Rispunta la partita della fusione Fca Renault. Il governo francese vuole riaprire il dialogo con il gruppo automobilistico italo-americano. La ministra dei Trasporti del paese transalpino, Elisabeth Borne, è stata la più chiara tra i suoi colleghi di governo: il dossier dell’accordo con Fiat Chrysler Automobiles «non è chiuso».
La rottura sembrava insanabile. Le ripetute riunioni del consiglio di amministrazione della Renault si erano concluse senza esito. Il consiglio di amministrazione di Fca, presieduto da John Elkann, il 6 giugno era stato categorico: è ritirata «con effetto immediato» la proposta di fusione paritaria con Renault presentata il 27 maggio. Il Lingotto addossava tutte le responsabilità su Parigi: «Non vi sono attualmente in Francia le condizioni politiche perché una simile fusione proceda con successo».
La fusione alla pari con l’alleanza Renault-Nissan-Mitsubishi sembrava del tutto tramontata, tanto che sui giornali era fiorito il toto nomi per un “matrimonio” alternativo di Fca: con l’americana General Motors, la francese Citroen-Peugeot, la coreana Hyundai, la cinese Geely. La Renault, con una mossa a sorpresa, ha ripreso la “pratica” in mano e sta tentando di convincere le recalcitranti Nissan e Mitsubishi della bontà dell’operazione. Jean-Dominique Senard, convinto sostenitore della validità dell’intesa, si è detto «dispiaciuto» per il voto negativo dello Stato francese sull’integrazione nel consiglio di amministrazione. Il presidente del marchio francese ha sottolineato nell’assemblea generale a Parigi del gruppo automobilistico: la fusione è «un tema notevole ed eccezionale».
Le trattative fervono, si cerca di risolvere i contrasti. Da tempo i rapporti tra la Renault e le case giapponesi non sono idilliaci. I costruttori del Sol Levante si sentono discriminati dai francesi. La Renault (posseduta al 15% dal governo di Parigi) ha fatto il bello e il cattivo tempo facendo valere la proprietà del 43% delle azioni Nissan. Dispute industriali si sono sommate a brutte vicende giudiziarie (la magistratura di Tokio ha arrestato lo scorso novembre l’allora amministratore delegato di Renault Carlos Ghosn con le accuse di occultamento di compensi e illeciti finanziari). Adesso il governo francese e la casa del Diamante sembrano orientati a cambiare registro: Parigi taglierebbe la sua quota nella Renault, il marchio francese ridurrebbe il suo pacchetto azionario nella Nissan.
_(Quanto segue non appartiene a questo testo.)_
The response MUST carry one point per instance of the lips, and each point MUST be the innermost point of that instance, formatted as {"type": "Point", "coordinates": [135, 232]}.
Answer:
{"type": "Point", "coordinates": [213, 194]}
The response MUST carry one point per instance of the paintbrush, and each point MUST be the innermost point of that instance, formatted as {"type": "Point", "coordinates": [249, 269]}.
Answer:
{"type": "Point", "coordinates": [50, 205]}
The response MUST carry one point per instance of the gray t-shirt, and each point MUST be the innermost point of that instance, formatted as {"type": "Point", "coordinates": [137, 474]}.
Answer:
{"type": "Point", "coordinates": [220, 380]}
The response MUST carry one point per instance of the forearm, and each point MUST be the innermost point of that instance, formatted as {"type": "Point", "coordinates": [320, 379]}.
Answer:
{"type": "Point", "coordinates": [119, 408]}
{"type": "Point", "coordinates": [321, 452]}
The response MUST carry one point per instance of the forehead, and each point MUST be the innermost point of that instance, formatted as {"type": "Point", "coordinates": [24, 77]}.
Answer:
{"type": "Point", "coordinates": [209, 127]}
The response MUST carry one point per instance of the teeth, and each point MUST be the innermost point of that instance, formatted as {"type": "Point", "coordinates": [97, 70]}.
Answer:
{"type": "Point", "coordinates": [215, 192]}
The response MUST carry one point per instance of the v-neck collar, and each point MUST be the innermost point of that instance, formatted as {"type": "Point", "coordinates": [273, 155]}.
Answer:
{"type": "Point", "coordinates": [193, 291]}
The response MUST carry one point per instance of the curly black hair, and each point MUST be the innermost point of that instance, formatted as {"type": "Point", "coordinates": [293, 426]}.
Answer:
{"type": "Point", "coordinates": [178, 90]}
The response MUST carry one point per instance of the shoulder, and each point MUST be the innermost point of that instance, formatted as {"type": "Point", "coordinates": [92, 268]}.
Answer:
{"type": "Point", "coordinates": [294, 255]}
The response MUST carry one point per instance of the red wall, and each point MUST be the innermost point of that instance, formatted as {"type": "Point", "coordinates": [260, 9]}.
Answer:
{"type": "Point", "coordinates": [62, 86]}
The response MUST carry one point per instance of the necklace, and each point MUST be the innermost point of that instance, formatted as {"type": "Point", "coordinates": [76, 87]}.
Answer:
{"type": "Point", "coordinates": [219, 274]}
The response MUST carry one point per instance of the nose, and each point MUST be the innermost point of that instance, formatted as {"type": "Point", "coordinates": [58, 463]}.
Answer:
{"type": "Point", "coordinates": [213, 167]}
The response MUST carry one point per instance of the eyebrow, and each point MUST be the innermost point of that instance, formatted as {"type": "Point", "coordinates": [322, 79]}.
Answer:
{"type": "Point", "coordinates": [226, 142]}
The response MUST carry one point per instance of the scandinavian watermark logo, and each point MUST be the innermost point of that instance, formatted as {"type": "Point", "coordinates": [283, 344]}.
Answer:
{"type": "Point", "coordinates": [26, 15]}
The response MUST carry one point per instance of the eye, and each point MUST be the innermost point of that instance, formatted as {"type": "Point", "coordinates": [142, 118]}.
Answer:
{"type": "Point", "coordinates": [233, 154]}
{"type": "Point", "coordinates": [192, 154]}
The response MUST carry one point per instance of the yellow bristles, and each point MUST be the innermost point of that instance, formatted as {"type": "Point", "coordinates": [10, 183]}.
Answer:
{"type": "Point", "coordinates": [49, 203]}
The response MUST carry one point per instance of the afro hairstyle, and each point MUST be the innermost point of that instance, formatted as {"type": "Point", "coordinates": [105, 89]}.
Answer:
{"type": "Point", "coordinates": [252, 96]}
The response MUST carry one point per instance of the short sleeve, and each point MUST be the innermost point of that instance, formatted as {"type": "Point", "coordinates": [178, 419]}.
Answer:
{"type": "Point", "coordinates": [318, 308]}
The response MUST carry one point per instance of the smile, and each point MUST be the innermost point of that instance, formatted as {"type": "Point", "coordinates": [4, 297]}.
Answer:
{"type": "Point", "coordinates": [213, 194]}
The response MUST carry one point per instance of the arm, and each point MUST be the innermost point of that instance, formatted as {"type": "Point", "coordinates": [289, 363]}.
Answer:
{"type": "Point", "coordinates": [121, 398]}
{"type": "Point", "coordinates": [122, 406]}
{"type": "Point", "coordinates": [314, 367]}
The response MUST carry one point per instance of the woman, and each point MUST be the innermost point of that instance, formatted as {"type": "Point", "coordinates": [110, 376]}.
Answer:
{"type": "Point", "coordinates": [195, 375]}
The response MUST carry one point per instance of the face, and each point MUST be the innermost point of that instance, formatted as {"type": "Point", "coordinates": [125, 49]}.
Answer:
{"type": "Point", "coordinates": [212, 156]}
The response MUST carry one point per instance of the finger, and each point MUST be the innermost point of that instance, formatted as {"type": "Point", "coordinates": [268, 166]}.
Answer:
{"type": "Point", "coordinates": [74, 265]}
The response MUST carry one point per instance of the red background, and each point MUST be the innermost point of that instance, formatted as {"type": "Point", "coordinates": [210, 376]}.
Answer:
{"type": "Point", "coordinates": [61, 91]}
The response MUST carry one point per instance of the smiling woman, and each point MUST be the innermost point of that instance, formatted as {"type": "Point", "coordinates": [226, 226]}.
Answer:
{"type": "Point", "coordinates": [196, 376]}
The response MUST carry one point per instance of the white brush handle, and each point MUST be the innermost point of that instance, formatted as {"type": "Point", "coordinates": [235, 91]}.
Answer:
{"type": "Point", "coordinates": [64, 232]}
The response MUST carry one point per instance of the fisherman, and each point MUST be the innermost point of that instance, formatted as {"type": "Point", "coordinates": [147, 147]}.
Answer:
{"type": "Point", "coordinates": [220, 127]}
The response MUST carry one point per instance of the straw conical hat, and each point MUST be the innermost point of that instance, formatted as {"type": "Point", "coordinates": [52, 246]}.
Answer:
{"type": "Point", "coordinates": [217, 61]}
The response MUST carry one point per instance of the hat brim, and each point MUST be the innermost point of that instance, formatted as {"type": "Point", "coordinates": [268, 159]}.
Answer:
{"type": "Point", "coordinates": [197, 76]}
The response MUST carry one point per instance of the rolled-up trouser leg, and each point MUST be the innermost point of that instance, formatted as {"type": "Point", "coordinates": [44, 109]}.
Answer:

Sembrano tornare a prevalere gli interessi alla fusione Fca Renault. Renault-Nissan-Mitsubishi è forte sulla nuova frontiera dei motori elettrici ed ibridi (in particolare le competenze sono dei giapponesi). Fiat Chrysler Automobiles è invece indietro sull’elettrificazione ma ha una forte presenza sul mercato americano oltre che su quello europeo mentre l’eventuale partner ha una scarsa presenza negli Stati Uniti.
La possibile fusione creerebbe miliardi di euro di risparmi nelle sinergie prodotte negli investimenti e nella riduzione dei costi negli acquisti. Darebbe forma a un forte e competitivo gruppo europeo sul fronte delle nuove tecnologie elettriche (le batterie, il cuore delle nuove auto a zero inquinamento, sono un dominio delle case asiatiche e della statunitense Tesla).
La “fusione tra uguali” tra Renault e Fca proposta da Elkann darebbe vita al terzo produttore al mondo di macchine. Il “matrimonio” allargato a Nissan e Mitsubishi lancerebbe in pista il primo costruttore globale con enormi economie di scala. Sorpasserebbe i giganti Volkswagen, Toyota, General Motors. Ma l’imprevisto è sempre in agguato: nella fusione Fca Renault possono prevalere la miopia politica degli egoismi nazionali o delle diverse case automobilistiche. Emmanuel Macron è stato battuto nelle elezioni europee dalla sovranista Marine Le Pen ed è attentissimo al tema del “patriottismo industriale”. Il presidente europeista della Repubblica francese in questo caso fa i conti col “patriottismo dell’auto”. Chi comanda in caso di “matrimonio”?